There is, on one level, more discourse about health and healthcare than ever before. On another, there is often a a euphemistic, evasive quality to much of it. So many terms – from “evidence-based” to “patient centered” – have become godterms that conceal the complexity and diversity of healthcare (both complexity and diversity are themselves “godterms”, increasingly, but I use them very deliberately here) and the contending priorities at play.

This is an area ripe for pompous theorising about Society and Culture and so on, and perhaps I have done my share of this already. One final thought: the WHO definition of health is:

a state of complete physical, mental and social well-being and not merely the absence of disease or infirmity.

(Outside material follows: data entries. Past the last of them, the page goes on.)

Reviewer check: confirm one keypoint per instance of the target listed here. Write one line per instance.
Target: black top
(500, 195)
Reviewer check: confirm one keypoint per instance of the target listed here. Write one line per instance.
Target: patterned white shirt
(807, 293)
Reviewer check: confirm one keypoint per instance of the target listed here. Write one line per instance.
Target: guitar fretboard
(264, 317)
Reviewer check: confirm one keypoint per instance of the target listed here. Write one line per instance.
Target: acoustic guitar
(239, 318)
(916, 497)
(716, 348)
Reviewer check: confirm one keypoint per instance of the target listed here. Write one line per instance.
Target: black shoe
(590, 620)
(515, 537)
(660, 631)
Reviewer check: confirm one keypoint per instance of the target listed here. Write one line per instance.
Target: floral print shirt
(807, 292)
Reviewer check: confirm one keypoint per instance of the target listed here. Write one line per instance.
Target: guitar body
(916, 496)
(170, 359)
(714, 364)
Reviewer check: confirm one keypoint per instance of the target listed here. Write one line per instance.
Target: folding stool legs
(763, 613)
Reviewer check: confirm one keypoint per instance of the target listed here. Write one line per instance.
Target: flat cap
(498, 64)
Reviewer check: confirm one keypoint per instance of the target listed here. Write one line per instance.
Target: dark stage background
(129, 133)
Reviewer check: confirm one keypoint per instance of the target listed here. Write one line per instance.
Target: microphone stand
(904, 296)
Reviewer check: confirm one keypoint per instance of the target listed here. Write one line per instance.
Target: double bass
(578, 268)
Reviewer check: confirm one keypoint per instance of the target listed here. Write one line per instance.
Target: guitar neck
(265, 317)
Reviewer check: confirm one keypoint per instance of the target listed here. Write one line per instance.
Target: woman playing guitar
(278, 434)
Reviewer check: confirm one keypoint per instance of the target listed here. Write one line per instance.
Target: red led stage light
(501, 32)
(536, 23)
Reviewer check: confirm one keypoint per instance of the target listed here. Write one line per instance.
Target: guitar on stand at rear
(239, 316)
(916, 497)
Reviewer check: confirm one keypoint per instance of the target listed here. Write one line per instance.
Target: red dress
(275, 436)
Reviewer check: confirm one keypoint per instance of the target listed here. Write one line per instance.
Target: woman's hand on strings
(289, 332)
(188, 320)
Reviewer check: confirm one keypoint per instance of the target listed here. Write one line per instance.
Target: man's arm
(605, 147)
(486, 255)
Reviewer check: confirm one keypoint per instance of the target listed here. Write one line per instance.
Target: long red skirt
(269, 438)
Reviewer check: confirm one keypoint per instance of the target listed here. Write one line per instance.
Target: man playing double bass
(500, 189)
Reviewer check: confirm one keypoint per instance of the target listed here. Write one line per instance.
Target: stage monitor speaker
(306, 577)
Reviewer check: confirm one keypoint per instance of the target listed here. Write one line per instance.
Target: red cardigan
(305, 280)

Do you, reader, really believe that? Do you really, when you think of what it is to be healthy, think of”complete social well-being”?  What is “complete physical, mental and social well-being” anyway?

The point is not to denigrate “well being” in some way – or not to recognise the value of a positive rather than negative definition of health. The point is, this  grandiose definition has consequences – underlying not just health policy and practice but how we think about what it means to be healthy, and also what doctors (and nurses, and psychologists, and OTs, and physios, and everyone else with apologies for those left out) are trying to achieve. I would argue that the WHO definition is something out of a kind of worldly messianiac pseudo-religion rather than a workable basis for a human-scale endeavour.